To do this we’ll need to use a probability model. A probability model is a mathematical description of what (in this case) our randomization results would look like if we could do them an infinite number of times. In this case, our results would look like the randomization distribution above: mound-shaped and centered at 0. A normal distribution model (the usual bell-curve) might fit the bill here, but a better choice is the t-distribution model:
We can use the area under the t-distribution curve to approximate the proportion of times we would expect to get a certain result. In this case, the area under the t-curve to the right of 15.92 is about 0.0077, which means that if our experimental results were random (and there was no treatment effect), we would expect to get a mean difference of 15.92 or larger only 0.77% of time. Since this is pretty unlikely, we can conclude that our results probably weren’t a result of random assignment, so there is most likely a treatment effect (an effect of the sleep-deprivation independent variable on the visual discrimination task response variable).

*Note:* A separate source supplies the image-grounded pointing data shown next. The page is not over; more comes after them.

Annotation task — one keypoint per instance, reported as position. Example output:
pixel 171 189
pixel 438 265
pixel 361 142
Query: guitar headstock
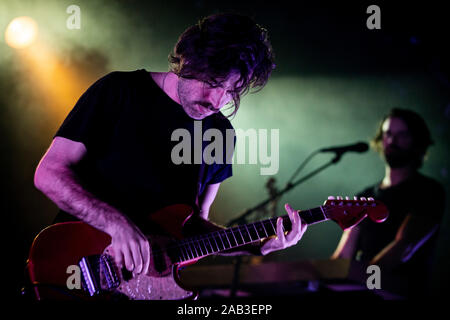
pixel 348 213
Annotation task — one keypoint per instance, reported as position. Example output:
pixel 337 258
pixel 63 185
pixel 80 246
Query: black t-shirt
pixel 126 123
pixel 419 196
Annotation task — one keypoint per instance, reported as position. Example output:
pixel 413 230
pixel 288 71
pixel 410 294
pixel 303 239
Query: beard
pixel 399 158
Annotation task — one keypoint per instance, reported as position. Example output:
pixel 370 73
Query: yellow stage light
pixel 21 32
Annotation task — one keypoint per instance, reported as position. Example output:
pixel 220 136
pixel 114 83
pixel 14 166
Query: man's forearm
pixel 64 189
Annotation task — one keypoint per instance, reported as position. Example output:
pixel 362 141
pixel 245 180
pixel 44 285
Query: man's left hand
pixel 282 239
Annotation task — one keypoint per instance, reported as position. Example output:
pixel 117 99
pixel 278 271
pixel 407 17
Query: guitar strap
pixel 201 173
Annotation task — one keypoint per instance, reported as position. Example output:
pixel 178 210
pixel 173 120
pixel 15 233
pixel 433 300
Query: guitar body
pixel 62 250
pixel 60 246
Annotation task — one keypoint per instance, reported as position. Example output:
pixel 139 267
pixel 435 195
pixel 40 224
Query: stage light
pixel 21 32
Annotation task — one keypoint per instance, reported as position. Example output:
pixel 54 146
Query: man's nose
pixel 215 96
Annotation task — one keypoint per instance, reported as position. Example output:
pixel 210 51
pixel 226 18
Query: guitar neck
pixel 226 239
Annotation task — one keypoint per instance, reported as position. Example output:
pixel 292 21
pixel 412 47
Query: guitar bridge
pixel 98 274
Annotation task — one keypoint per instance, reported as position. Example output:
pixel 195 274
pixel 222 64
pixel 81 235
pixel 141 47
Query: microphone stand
pixel 242 219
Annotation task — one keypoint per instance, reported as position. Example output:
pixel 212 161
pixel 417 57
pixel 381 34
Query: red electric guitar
pixel 64 248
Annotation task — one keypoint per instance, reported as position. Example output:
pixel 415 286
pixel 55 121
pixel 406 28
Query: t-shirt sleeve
pixel 222 173
pixel 90 118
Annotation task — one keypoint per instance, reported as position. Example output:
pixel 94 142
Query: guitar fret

The proportion we just calculated is called a p-value. The p-value represents the proportion of times we would expect to see our experimental results (or even stronger results) if there were no treatment effect. So if the p-value is “small” we see this as strong evidence against the no treatment effect hypothesis (and hence, strong evidence for a treatment effect). If the p-value is “not small” then the results could have plausibly happened by chance. Calculating a p-value using a t-distribution model is called a t-test.
References
1. Chance BL and Rossman AJ (2005). Investigating Statistical Concepts, Applications, and Methods, 1st edition. Duxbury Press. ISBN 0495050644.